Un cosmétique antique : l’huile de ricin (DIY)

Sur internet, les sites consacrés à l’huile de ricin pour les cheveux sont nombreux, preuve du succès de ce végétal pourtant toxique. Il concentre en effet le maximum de son poison dans ses graines, qui sont dangereuses aussi bien en ingestion qu’en inhalation, mais son huile, reconnue pour ses bienfaits pour la peau, se contente d’être laxative quand elle est ingérée.

Son utilisation la plus connue est sous forme de cure pour faire pousser les cheveux. Lors de cette cure, on enduit sur ses cheveux un mélange de 50% d’huile de ricin avec 50% d’une autre huile selon son type de cheveux (olive quand il est gras, noix de coco quand il est sec, par exemple). Car l’huile de ricin est si visqueuse que si on l’applique seule sur le cuir chevelu, on ne parvient pas à l’étaler et il est alors impossible de traiter la chevelure. Mélangée à une autre huile végétale, on peut profiter de ses bienfaits sur l’ensemble des cheveux.

Mais au fait, quels bienfaits possède cette huile de ricin ?

Sur les sites, on nous explique que l’huile de ricin a le pouvoir de faire pousser les cheveux, les cils, et d’hydrater la peau. Ce qu’on ne dit pas, c’est que ces vertus sont déjà mentionnées dans l’Histoire naturelle de Pline l’Ancien. Dans son ouvrage, l’huile de ricin se nomme l’huile de cici :

« [L’huile de cici] améliore le teint de la peau et, par sa nature fertilisante, elle fait pousser les cheveux. »

Pline l’Ancien, Histoire naturelle. Livre XXIII. XLI.

Comme dans tout son ouvrage, Pline affirme, collectant le savoir collectif, mais n’explique pas, certainement parce que ses lecteurs risquaient déjà d’être au courant. Mais d’une manière générale, le style des Anciens est concis et les recettes sont bien imprécises, loin des longues explications d’aujourd’hui qui permettent un emploi correct des produits.

Quand vous découvrez cette information dans son livre, si vous devinez ce qu’il faut faire pour appliquer l’huile sur la peau, en revanche, pour les cheveux, pas de précision : ça fait pousser les cheveux, c’est tout ce qu’on saura.

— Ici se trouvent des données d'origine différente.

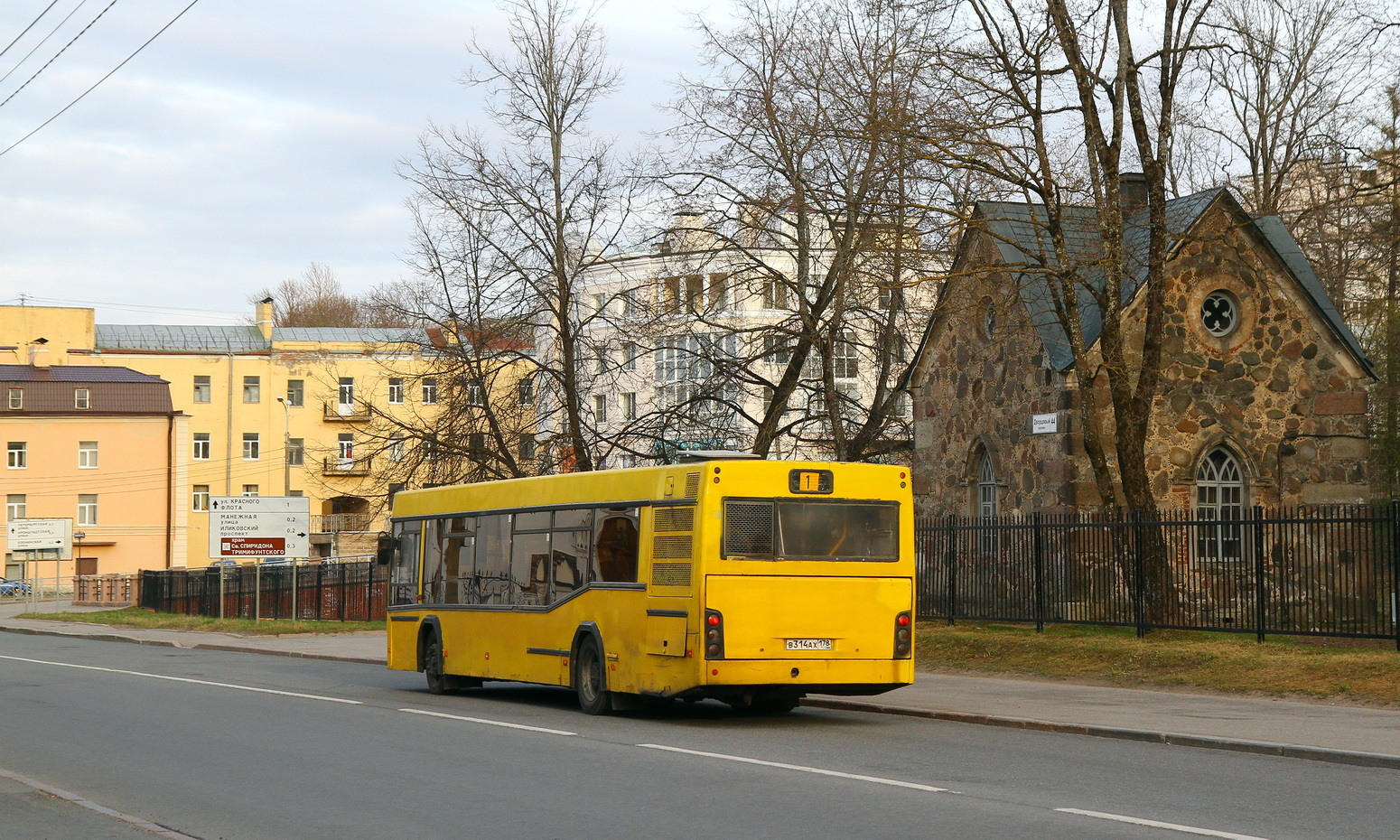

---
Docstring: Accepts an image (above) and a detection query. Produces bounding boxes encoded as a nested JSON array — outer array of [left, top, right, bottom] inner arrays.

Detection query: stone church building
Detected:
[[910, 175, 1375, 518]]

Heureusement, d’autres ont conservé cette pratique antique de l’application de l’huile de ricin sur les cheveux pour les faire pousser et l’ont expliquée sur des sites et dans des livres, nous enseignant cette pratique plusieurs fois millénaires – comme le texte de Pline nous le prouve – et nous permettant de faire notre propre cure d’huile de ricin. Contre toute attente, c’est le livre de Pline qui m’a fait découvrir l’huile de ricin, et ce sont les blogs qui m’ont permis de tester l’efficacité et le plaisir qu’offre ce cosmétique millénaire.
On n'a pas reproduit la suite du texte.